Леди Стерн удовлетворенно вздохнула. Она слишком привыкла к манерам своего любовника, чтобы быть шокированной его прямотой.
– Ах, Тео, если бы ты оказался прав. Ведь Анна уже почти миновала возраст замужества, хотя она красива и из хорошей семьи. Люси не позволяла мне навещать Анну, пока болела, а я никогда не настаивала. Но потом, когда я смогла приезжать к ним, мною овладела мечта выдать Анну замуж. Особенно когда я узнала о других несчастьях. Ройс растратил все свое состояние и привел семью почти к полной нищете. Скорее всего, из-за азартных игр.
– Клянусь, ты права, хотя я никогда не знал его лично. У меня нет никакого права судить, но, по-моему, мужчине недопустимо развлекаться и тратить деньги, когда его дети еще не устроены. Ведь у него был сын и трое дочерей, так?
– Четверо, – ответила леди Стерн. – Самая младшая осталась дома с Шарлоттой, которая недавно вышла замуж за приходского священника. Почти через год после смерти Ройса. Думаю, это хорошая партия.
– Все-таки это ужасно, когда семья разоряется, – пробормотал лорд Куинн.
– Может, это и не правда, и моя дорогая Анна никогда не позволила бы мне так сказать, но, по-моему, он пил больше чем следует.
– Похоже на то, – пробормотал лорд Куинн.
– Он безумно любил Люси. Боюсь, он стал безразличным к жизни, когда она заразилась чахоткой, а потом умерла.
– Тяжело потерять человека, которого давно любишь. – На секунду он накрыл ладонью руку леди Стерн, лежащую на столе. Но только на мгновение – они были очень сдержанны на людях.
– Анна – самая старшая, – продолжала Маджори, – ей одной пришлось взять на свои плечи эту ношу. Она была почти раздавлена, Тео, и не только потерей родителей. Там было еще много несчастий. Жаль, что я не знала об этом раньше, чтобы приехать в Эльм-Корт и помочь ей.
– Ты помогаешь сейчас, Мадж. Ты привезла ее в Лондон, и вывела в свет, и представила самому завидному жениху во всей Англии. Ручаюсь, малыш окажется у нее под каблуком!
– Только посмотри на него, – рассмеялась леди Стерн. – Да он просто король эпатажа, вместе со своим веером. Ну, разве это не кокетство?

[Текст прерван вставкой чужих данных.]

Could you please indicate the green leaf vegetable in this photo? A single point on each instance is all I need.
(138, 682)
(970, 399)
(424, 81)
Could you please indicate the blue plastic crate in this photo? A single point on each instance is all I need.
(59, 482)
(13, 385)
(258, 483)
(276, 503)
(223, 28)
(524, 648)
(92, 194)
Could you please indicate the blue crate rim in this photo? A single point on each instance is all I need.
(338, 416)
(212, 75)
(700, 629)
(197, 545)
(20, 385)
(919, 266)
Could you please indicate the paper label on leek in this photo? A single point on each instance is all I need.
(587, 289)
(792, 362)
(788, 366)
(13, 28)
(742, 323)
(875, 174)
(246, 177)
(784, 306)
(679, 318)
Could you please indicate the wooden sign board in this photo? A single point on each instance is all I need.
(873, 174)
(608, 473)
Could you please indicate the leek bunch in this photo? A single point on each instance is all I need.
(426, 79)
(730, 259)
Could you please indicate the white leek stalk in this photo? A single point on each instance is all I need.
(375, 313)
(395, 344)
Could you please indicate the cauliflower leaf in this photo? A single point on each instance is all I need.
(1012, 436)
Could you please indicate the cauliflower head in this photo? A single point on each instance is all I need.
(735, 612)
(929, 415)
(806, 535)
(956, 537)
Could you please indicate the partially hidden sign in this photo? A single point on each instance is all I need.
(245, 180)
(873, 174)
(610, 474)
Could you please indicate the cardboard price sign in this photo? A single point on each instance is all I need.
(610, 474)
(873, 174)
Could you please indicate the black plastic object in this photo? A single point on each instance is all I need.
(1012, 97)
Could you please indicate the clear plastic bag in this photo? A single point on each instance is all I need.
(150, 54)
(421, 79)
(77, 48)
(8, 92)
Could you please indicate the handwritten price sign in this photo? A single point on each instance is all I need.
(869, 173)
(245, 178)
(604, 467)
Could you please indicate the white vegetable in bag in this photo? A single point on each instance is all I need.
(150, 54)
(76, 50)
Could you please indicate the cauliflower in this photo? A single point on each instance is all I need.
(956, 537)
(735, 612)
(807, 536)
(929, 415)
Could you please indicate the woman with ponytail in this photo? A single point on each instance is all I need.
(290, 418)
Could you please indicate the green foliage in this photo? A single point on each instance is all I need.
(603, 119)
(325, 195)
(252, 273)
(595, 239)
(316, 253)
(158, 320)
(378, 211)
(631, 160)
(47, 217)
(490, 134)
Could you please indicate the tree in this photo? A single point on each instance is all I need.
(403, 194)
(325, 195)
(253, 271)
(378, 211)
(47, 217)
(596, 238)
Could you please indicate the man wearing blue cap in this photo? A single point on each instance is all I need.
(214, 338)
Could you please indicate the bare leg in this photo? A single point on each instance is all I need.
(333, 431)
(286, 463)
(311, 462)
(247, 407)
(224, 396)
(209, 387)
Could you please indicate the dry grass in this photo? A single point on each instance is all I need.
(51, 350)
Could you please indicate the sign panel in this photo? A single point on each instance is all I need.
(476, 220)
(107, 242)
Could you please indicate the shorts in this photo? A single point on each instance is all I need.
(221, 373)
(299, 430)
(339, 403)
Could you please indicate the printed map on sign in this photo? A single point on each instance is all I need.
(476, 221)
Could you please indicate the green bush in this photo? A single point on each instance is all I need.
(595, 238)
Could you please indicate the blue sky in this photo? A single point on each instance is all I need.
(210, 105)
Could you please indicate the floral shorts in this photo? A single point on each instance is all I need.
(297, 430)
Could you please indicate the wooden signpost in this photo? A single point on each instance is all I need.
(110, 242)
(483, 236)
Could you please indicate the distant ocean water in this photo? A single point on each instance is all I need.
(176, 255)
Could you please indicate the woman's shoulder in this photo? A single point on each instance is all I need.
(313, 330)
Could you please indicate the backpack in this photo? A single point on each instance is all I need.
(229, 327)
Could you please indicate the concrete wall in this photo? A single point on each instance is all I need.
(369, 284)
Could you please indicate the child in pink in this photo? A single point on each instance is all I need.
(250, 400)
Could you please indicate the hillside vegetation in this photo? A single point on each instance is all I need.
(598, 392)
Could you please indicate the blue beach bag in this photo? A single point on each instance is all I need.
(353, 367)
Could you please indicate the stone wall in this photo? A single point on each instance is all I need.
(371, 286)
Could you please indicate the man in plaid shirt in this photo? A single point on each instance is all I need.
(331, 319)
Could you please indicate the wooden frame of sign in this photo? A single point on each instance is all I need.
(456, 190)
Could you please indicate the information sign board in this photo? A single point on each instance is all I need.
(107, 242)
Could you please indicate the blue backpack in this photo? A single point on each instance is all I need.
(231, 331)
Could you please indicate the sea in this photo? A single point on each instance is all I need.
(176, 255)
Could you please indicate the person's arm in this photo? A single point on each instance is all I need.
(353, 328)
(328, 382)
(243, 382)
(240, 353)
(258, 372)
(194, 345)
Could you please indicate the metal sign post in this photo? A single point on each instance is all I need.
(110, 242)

– Клянусь жизнью, это кокетство только внешнее в Люке. Но никогда не знаешь, что у него внутри. Ох, кажется, он очень увлечен ею. Она славная девочка, Мадж.
– Да, – вздохнула крестная, – мне было бы спокойнее, если я знала бы, что она устроена в жизни, и увидела бы, как она держит на руках свое дитя.
Лорд Куинн снова сжал ее руку.
Анна чувствовала себя разгоряченной после быстрого танца, и это было заметно. Наполнив тарелки, герцог сел рядом с ней за одним из длинных столов и, открыв веер, начал осторожно обмахивать ей лицо. Анна благодарно засмеялась.
– А в Париже все мужчины пользуются веерами, ваша светлость? – спросила она.
– Конечно. Ведь я так делаю, а мода следует за мной.
– Вот как? Значит, в ближайшие недели в Лондоне появятся мужчины с веерами?
– Без всякого сомнения, – поклонился ей герцог.
– Как, должно быть, чудесно – жить в Париже, – задумчиво сказала Анна.
– Да, если вам нравится жизнь, наполненная легкомысленными развлечениями, ни один город не может сравниться с Парижем. А вам нравится такая жизнь?
– Не знаю, – рассмеялась Анна. – Я никогда не жила так. Я ведь только недавно приехала в город. Здесь я выгляжу, наверное, просто провинциальной простушкой.
Не обращая внимания на еду в тарелке, она поставила на стол локоть, оперлась подбородком на тыльную сторону ладони и улыбнулась ему. Она явно ждала комплимента и не сомневалась, что он последует. Никогда раньше она не вела себя так вызывающе. Это было чудесно.
– Если это так, боюсь, что я был не там, где нужно. Мне следовало бы тоже поселиться в провинции.
– Боюсь, что вы оказались бы в другом конце страны, ваша светлость. Ведь провинции в Англии так обширны.
– Вы правы. – Он на секунду перестал обмахивать ей лицо. – Какая удача, что, приехав, я остановился в Лондоне, вместо того чтобы ехать в провинцию.
Анна весело улыбнулась – она услышала то, чего ждала.
Герцог закрыл веер, и они приступили к ужину. Но, несмотря на то, что рядом с ними сидели лорд Куинн, ее крестная и Агнес с одним из своих кавалеров, которого выбрала леди Стерн, Анна почти не замечала, что происходит вокруг нее. Герцог, казалось, был так же увлечен ею, как она им. Он беседовал только с ней, забавлял ее рассказами о парижских людях и сплетнях. И его манера говорить заставляла Анну чувствовать себя особенной, не такой, как все женщины на этом балу.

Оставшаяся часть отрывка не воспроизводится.